Shropshire Star

Album review: The Travelling Band - Sails

They have been going for around a decade, so Mancunians The Travelling Band (TTB) have had time to hone their sound.

Published
The cover for The Travelling Band's Sails

Carrying a dusky aura like a sunset over a darkened desert plain, their lighter approach is solid to a point, but ultimately leaves you wanting more.

Ben Nichols is the perfect example. The country star's hit The Last Pale Light In The West was immortalised by the Walking Dead when they used it as The Governor's Theme. He has the ability to write great songs like this, but after a time of listening to his music you want something else.

TTB suffer the same fate. A lot of this, their sixth record since 2008 debut Under The Pavement, passes you by without much registering.

It's lighter, fluffier folk/rock/pop. Like The Feeling, but without some of the catchy hooks that made immediate hits out of songs like Fill My Little World.

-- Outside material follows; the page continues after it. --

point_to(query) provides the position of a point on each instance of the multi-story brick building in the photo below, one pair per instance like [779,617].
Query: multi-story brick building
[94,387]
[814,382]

They build big sounds based on guitars, percussion and horn section. But the lighter approach sometimes leaves it feeling hollow.

The rockier moments like Wasted Eyes try and breathe life into proceedings but the result still feels light and cheesy when compared to contemporary artists. Maybe trying too hard to find gravitas.

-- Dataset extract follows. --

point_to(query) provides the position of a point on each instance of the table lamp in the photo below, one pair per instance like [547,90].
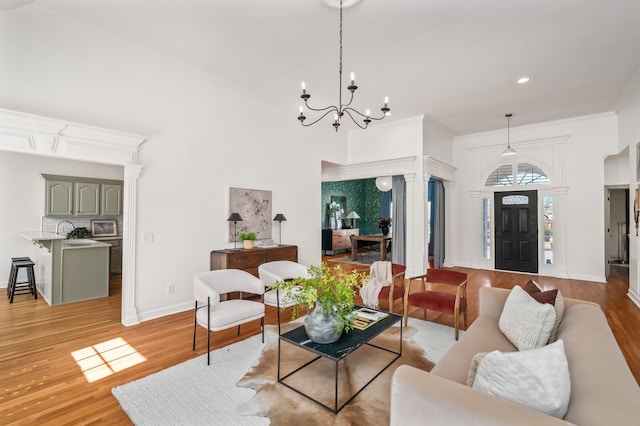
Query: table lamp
[235,218]
[280,218]
[353,216]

The album briefly wakes up in the middle with the fun romper stomper Unlike You. Deeper and darker in nature, the harmonies of the chorus coupled with squeaking guitar is like a cross between Mumford & Sons and Coldplay.

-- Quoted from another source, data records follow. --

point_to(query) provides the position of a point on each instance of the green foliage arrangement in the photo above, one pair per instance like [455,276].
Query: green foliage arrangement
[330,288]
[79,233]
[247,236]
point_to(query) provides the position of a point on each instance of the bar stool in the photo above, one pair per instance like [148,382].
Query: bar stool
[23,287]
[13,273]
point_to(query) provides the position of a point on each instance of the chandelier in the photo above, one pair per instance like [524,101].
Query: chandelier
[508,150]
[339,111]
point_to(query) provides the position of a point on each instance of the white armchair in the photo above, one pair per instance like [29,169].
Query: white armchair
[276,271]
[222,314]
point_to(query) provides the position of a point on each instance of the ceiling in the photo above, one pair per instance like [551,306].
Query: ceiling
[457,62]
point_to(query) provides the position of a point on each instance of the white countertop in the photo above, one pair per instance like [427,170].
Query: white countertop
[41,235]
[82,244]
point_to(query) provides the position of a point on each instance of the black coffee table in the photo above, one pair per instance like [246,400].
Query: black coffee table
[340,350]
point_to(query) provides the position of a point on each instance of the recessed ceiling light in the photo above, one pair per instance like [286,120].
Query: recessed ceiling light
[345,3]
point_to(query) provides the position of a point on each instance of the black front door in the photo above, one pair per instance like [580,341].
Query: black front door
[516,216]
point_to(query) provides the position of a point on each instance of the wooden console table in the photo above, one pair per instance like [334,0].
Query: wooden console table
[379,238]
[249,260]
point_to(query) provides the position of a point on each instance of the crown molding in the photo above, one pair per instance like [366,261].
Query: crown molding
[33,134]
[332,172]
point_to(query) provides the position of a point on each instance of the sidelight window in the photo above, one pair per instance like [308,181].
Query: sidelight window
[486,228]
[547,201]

There's also the quietly ominous brief instrumental Out Of The Water that builds a tense feeling of foreboding in the same manner the soundtrack to Christopher Nolan's war epic Dunkirk did.

But we are soon back to normality. There are too many tracks where the pace makes it feel like a drag. The lengths of Into The Water and Mopping Forwards - the latter with its country vibe - should be much shorter. The record would feel less of a drag if they were.

This is Sunday accompaniment music at its finest. Something to clean along to. You won't want to let it accompany the more exciting parts of your life. It wouldn't keep up.

Rating: 5/10

The Travelling Band stop off at Birmingham's Hare & Hounds in Kings Heath on November 23.